Real World OCaml, by Yaron Minsky, Anil Madhavapeddy and Jason Hickey

Buy in print and eBook.

Chapter 16. Parsing with OCamllex and Menhir

Many programming tasks start with the interpretion of some form of structured textual data. Parsing is the process of converting such data into data structures that are easy to program against. For simple formats, it's often enough to parse the data in an ad hoc way, say, by breaking up the data into lines, and then using regular expressions for breaking those lines down into their component pieces.

But this simplistic approach tends to fall down when parsing more complicated data, particularly data with the kind of recursive structure you find in full-blown programming languages or flexible data formats like JSON and XML. Parsing such formats accurately and efficiently while providing useful error messages is a complex task.

Often, you can find an existing parsing library that handles these issues for you. But there are tools to simplify the task when you do need to write a parser, in the form of parser generators. A parser generator creates a parser from a specification of the data format that you want to parse, and uses that to generate a parser.

Parser generators have a long history, including tools like lex and yacc that date back to the early 1970s. OCaml has its own alternatives, including ocamllex, which replaces lex, and ocamlyacc and menhir, which replace yacc. We'll explore these tools in the course of walking through the implementation of a parser for the JSON serialization format that we discussed in Chapter 15, Handling JSON Data.

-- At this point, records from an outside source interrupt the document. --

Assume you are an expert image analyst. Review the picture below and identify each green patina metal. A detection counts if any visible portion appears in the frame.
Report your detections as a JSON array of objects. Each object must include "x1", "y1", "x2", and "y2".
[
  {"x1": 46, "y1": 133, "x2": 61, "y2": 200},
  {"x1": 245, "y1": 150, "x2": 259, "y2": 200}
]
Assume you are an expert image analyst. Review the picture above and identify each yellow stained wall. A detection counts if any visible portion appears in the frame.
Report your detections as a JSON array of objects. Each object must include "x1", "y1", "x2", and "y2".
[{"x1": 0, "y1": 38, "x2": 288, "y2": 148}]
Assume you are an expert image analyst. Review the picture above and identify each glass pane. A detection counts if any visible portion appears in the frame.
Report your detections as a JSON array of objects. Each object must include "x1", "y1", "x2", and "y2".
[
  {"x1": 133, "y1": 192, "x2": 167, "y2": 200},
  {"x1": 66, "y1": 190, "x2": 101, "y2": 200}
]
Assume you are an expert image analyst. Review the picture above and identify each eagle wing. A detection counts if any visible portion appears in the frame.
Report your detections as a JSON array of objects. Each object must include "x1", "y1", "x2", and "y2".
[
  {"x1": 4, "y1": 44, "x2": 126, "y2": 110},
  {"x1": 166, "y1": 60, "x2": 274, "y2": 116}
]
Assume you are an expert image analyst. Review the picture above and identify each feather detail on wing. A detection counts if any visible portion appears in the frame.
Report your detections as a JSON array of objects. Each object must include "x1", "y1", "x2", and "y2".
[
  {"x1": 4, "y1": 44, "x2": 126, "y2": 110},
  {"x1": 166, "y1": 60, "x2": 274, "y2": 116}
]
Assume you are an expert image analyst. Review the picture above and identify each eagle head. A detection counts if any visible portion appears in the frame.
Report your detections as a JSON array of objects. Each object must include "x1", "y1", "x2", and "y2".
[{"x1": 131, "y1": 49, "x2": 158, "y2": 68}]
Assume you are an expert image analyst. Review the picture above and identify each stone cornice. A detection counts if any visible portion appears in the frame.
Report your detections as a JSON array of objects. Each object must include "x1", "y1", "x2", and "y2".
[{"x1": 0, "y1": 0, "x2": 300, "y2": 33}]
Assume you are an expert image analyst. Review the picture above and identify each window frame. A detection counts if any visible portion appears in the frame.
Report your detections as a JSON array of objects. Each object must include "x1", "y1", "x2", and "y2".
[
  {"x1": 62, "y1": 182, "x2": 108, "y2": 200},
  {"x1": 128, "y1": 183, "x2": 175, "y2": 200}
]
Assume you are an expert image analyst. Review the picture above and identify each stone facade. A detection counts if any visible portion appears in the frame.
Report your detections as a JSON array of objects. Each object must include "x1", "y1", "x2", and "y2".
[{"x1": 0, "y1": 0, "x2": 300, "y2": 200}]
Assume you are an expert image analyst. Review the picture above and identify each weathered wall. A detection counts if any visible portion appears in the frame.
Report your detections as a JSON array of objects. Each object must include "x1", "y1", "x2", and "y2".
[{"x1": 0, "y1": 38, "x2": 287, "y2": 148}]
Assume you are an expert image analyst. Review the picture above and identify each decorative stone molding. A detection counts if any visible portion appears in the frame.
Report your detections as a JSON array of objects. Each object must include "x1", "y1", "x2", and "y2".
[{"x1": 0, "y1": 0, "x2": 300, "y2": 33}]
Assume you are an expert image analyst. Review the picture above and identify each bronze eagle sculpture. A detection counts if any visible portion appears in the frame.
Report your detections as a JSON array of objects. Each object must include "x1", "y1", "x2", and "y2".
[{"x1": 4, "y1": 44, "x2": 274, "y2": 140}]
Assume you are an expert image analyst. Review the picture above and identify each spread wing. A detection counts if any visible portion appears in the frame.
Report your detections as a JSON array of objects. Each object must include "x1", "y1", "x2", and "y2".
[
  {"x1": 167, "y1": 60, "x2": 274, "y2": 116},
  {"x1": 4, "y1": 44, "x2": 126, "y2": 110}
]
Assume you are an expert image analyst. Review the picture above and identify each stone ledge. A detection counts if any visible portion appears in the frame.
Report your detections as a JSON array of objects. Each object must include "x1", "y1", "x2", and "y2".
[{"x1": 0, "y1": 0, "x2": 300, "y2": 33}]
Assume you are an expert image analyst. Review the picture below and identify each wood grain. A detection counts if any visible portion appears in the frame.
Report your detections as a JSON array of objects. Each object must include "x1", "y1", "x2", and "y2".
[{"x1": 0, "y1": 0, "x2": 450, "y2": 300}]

Parsing is a broad and often intricate topic, and our purpose here is not to teach all of the theoretical issues, but to provide a pragmatic introduction of how to build a parser in OCaml.

Lexing and Parsing

Parsing is traditionally broken down into two parts: lexical analysis, which is a kind of simplified parsing phase that converts a stream of characters into a stream of logical tokens; and full-on parsing, which involves converting a stream of tokens into the final representation, which is often in the form of a tree-like data structure called an abstract syntax tree, or AST.

It's confusing that the term parsing is applied to both the overall process of converting textual data to structured data, and also more specifically to the second phase of converting a stream of tokens to an AST; so from here on out, we'll use the term parsing to refer only to this second phase.

Let's consider lexing and parsing in the context of the JSON format. Here's a snippet of text that represents a JSON object containing a string labeled title and an array containing two objects, each with a name and array of zip codes:

{ "title": "Cities", "cities": [ { "name": "Chicago", "zips": [60601] }, { "name": "New York", "zips": [10004] } ] }

At a syntactic level, we can think of a JSON file as a series of simple logical units, like curly braces, square brackets, commas, colons, identifiers, numbers, and quoted strings. Thus, we could represent our JSON text as a sequence of tokens of the following type:

type token =
  | NULL
  | TRUE
  | STRING of string
  | INT of int
  | FLOAT of float
  | ID of string
  | EOF

Note that this representation loses some information about the original text. For example, whitespace is not represented. It's common, and indeed useful, for the token stream to forget some details of the original text that are not required for understanding its meaning.

If we converted the preceding example into a list of these tokens, it would look something like this:

[ LEFT_BRACE; ID("title"); COLON; STRING("Cities"); COMMA; ID("cities"); ...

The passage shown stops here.